A quantidade de praças de pedágio que estão previstas para serem instaladas no trecho Sul da BR-101, no processo de concessão para a iniciativa privada tem deixado os deputados estaduais atentos. Uma reunião realizada ontem, na presidência da Assembleia Legislativa, em Florianópolis, foi realizada para discutir o assunto com técnicos da Agência Nacional de Transportes Terrestres – ANTT. A bancada defendeu que o Governo Federal leve em consideração as condições socioeconômicas da região para definir o número de postos de cobrança.

O grupo entende que a região Sul não pode arcar com os custos mais elevados desta concessão, por ser menos desenvolvida que a Norte.
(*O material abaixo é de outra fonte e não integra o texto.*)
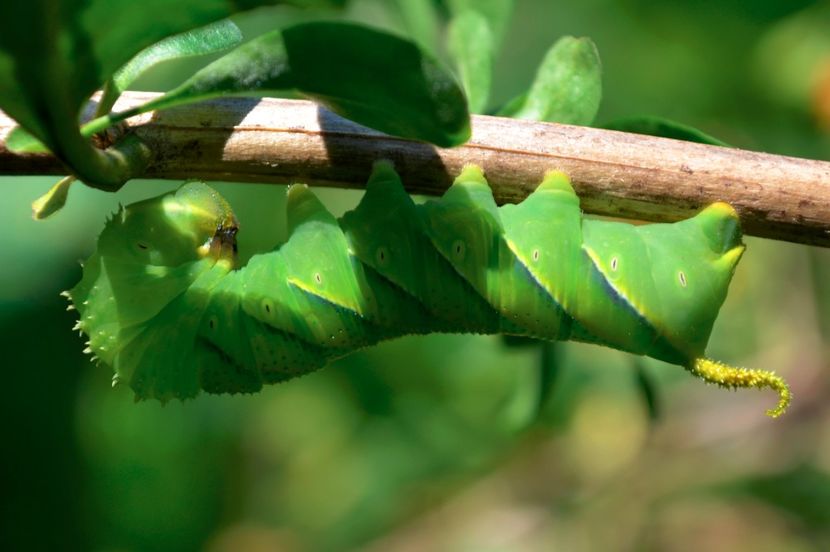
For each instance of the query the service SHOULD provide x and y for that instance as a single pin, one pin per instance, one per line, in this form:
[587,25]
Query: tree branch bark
[614,173]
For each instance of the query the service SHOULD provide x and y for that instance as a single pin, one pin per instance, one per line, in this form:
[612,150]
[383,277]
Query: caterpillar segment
[165,306]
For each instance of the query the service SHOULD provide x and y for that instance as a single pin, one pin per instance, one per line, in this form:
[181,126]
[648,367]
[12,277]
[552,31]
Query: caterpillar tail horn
[732,377]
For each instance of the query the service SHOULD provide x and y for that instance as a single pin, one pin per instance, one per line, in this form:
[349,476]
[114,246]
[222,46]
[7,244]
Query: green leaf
[470,43]
[204,40]
[657,126]
[568,85]
[54,54]
[421,22]
[496,12]
[21,141]
[52,201]
[371,77]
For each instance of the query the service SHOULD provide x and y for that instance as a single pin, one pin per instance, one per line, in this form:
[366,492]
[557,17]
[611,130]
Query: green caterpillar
[165,307]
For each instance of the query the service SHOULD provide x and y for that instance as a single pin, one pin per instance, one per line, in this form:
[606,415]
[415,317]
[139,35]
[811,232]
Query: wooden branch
[615,173]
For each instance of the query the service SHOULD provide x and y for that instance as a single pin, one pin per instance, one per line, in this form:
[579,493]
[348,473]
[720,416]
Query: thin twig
[615,173]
No projeto original, as praças devem ser instaladas em São João do Sul, Maracajá, Tubarão e outro entre Laguna e Imbituba. De acordo com os representantes da ANTT, o valor do teto estimado do pedágio nas quatro praças será de R$4,22 cada, mas que poderá ser reduzido com o deságio oferecido na licitação.

A concessão será de 30 anos, e somente após um ano da escolha da concessionária é que o pedágio passa a ser cobrado. O pedido dos deputados é de que os usuários não sejam sobrecarregados. Em uma viagem de ida e volta, entre Criciúma e Florianópolis, por exemplo, o motorista vai desembolsar mais de R$ 25 somente de pedágio. Em contrapartida, os técnicos alegaram que a melhoria das condições da rodovia com as manutenções resultarão em impactos positivos na economia, com mais arrecadação de impostos aos municípios que são cortados pela BR e a chegada de novas empresas.